BARBARA SHELLEY: BLOOD OF THE VAMPIRE: STILLS GALLERY AND REVIEW


Blood of the Vampire is one of those movies that is remarkable in its obscurity. It always gets at least a mention in various genre histories, as a thoughtful, different slant on vampires - but it rarely seems to go beyond that. Its very determination to be different fairly forces it into footnote status. I didn't notice any Interwebs hubbub to get Blood out on DVD, as with other genre oddities... heck, I didn't even know it had come out on DVD until I started narrowing down my options for this roundtable.
It all begins well, and traditionally enough, in "Transylvania - 1874". A title card superimposed over a moody matte painting informs us that "The most loathsome scourge ever to afflict this Earth was that of the Vampire. Nourishing itself on warm, living blood, the only known method of ending a vampire's reign of terror was to drive a wooden stake through its heart." And by golly, that is exactly what happens, as a canvas bag containing a body is thrown into an open grave and a burly executioner type hammers a stake into said heart, providing a properly scarlet background for our title. After everyone leaves, the requisite deformed hunchback servant kills the lone gravedigger and makes off with the body.

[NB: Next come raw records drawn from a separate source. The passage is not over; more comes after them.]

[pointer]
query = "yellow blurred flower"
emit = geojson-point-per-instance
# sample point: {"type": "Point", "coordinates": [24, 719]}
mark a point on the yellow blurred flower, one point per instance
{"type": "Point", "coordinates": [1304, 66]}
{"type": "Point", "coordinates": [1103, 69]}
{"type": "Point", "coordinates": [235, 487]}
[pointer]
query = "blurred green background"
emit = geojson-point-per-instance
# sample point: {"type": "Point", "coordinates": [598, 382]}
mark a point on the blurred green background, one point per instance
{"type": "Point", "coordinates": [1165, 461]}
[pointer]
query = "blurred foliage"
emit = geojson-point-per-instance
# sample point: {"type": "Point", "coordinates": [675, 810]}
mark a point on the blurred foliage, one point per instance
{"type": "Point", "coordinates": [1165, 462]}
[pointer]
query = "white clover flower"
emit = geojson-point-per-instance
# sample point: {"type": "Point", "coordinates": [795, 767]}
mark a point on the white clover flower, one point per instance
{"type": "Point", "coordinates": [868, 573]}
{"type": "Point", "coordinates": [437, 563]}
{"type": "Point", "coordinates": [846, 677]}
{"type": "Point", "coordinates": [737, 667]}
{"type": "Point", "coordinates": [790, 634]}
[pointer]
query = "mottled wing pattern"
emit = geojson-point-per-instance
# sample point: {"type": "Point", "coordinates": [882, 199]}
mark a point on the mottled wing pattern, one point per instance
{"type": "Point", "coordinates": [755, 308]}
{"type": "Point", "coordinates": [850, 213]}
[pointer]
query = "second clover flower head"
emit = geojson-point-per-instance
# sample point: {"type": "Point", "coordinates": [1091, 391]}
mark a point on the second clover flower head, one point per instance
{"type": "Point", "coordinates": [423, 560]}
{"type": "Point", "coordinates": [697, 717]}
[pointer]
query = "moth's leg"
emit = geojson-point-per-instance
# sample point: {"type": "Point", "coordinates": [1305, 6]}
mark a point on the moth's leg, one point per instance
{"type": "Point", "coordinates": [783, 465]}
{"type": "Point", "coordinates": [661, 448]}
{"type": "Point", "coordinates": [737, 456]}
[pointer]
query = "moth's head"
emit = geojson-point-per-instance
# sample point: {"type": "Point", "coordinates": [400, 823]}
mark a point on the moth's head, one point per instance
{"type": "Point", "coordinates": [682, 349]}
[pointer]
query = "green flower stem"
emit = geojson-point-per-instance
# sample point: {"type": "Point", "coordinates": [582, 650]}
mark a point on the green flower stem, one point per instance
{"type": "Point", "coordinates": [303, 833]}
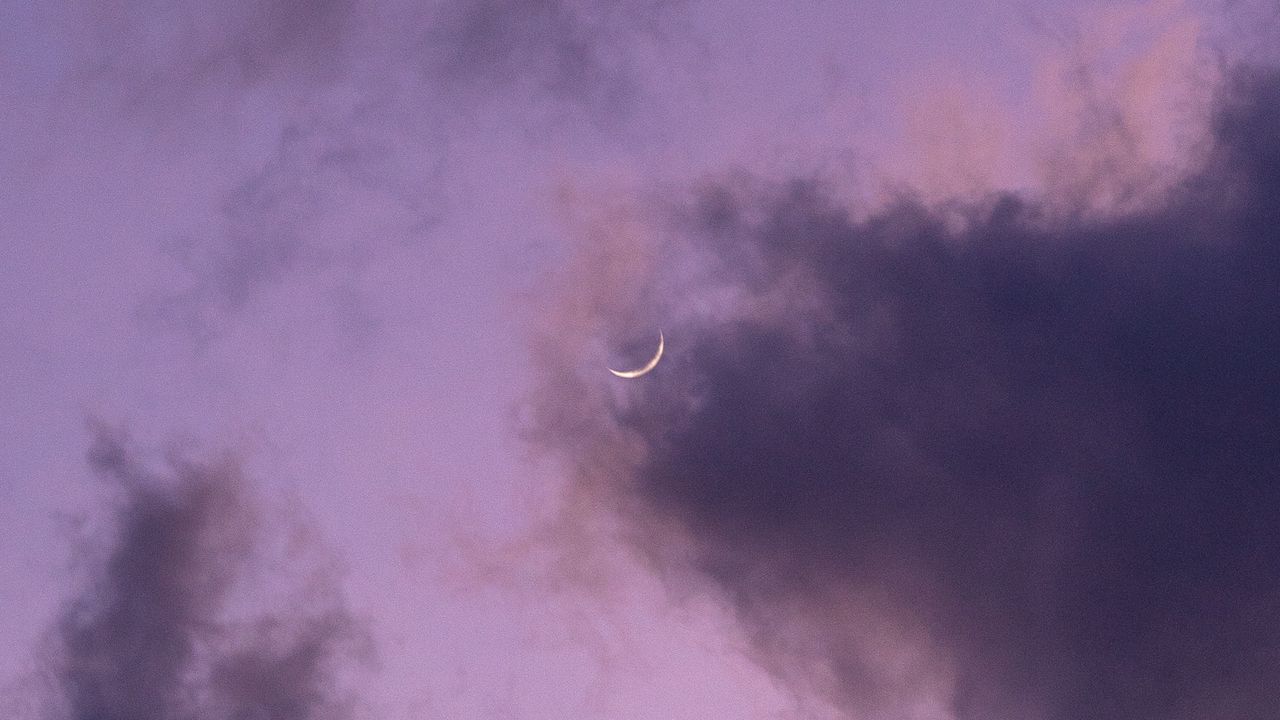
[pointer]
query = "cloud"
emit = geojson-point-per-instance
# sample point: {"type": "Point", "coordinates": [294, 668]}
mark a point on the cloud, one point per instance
{"type": "Point", "coordinates": [570, 51]}
{"type": "Point", "coordinates": [155, 51]}
{"type": "Point", "coordinates": [164, 630]}
{"type": "Point", "coordinates": [960, 461]}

After that, everything starts to get a little non-standard.

The hunchback, whom we shall get to know as "Carl" (Victor Maddern) shows up at a local bar where the night's festivities are in full bawdy Hammer swing (though this is not a Hammer movie - but we're getting ahead of ourselves), causing everything to come to a dead stop. Except for one drunken doctor, who is (naturally) the fellow Carl has come to fetch. Reluctantly, the dissipated fellow leaves and accompanies Carl to some remote location, where it seems his agreed-upon task is nothing less than transplanting a new heart into the body from the first scene. After the operation is successfully completed, Dr. Dipso makes the all-too-common mistake of minor characters in these things, and threatens to go to the authorities unless he is given more money. Well, once he starts with the extortion talk, we're pretty sure Carl will be knifing him, and the movie does not disappoint.
Skip ahead to "Carlstadt - Six Years Later", and the trial of one Dr. John Pierre (and what a mixture of English and French is that name ) (and, oh yes, played by Vincent Ball). One of Pierre's patients has died, after Pierre attempted something radical to save him, and the court is shocked, shocked! that a doctor would do such a thing. A letter to Pierre's mentor prompts a return message that amounts to "Lock him up and throw away the key", so Pierre is sentenced to ten years in a penal colony. His fiancee, Madeleine (Barbara Shelley) vows to visit Pierre's mentor herself, so she misses everything when Pierre is transferred, instead, to a "Prison for the Criminal Insane", which has one of the better evil-face facades, not bettered until The Amityville Horror.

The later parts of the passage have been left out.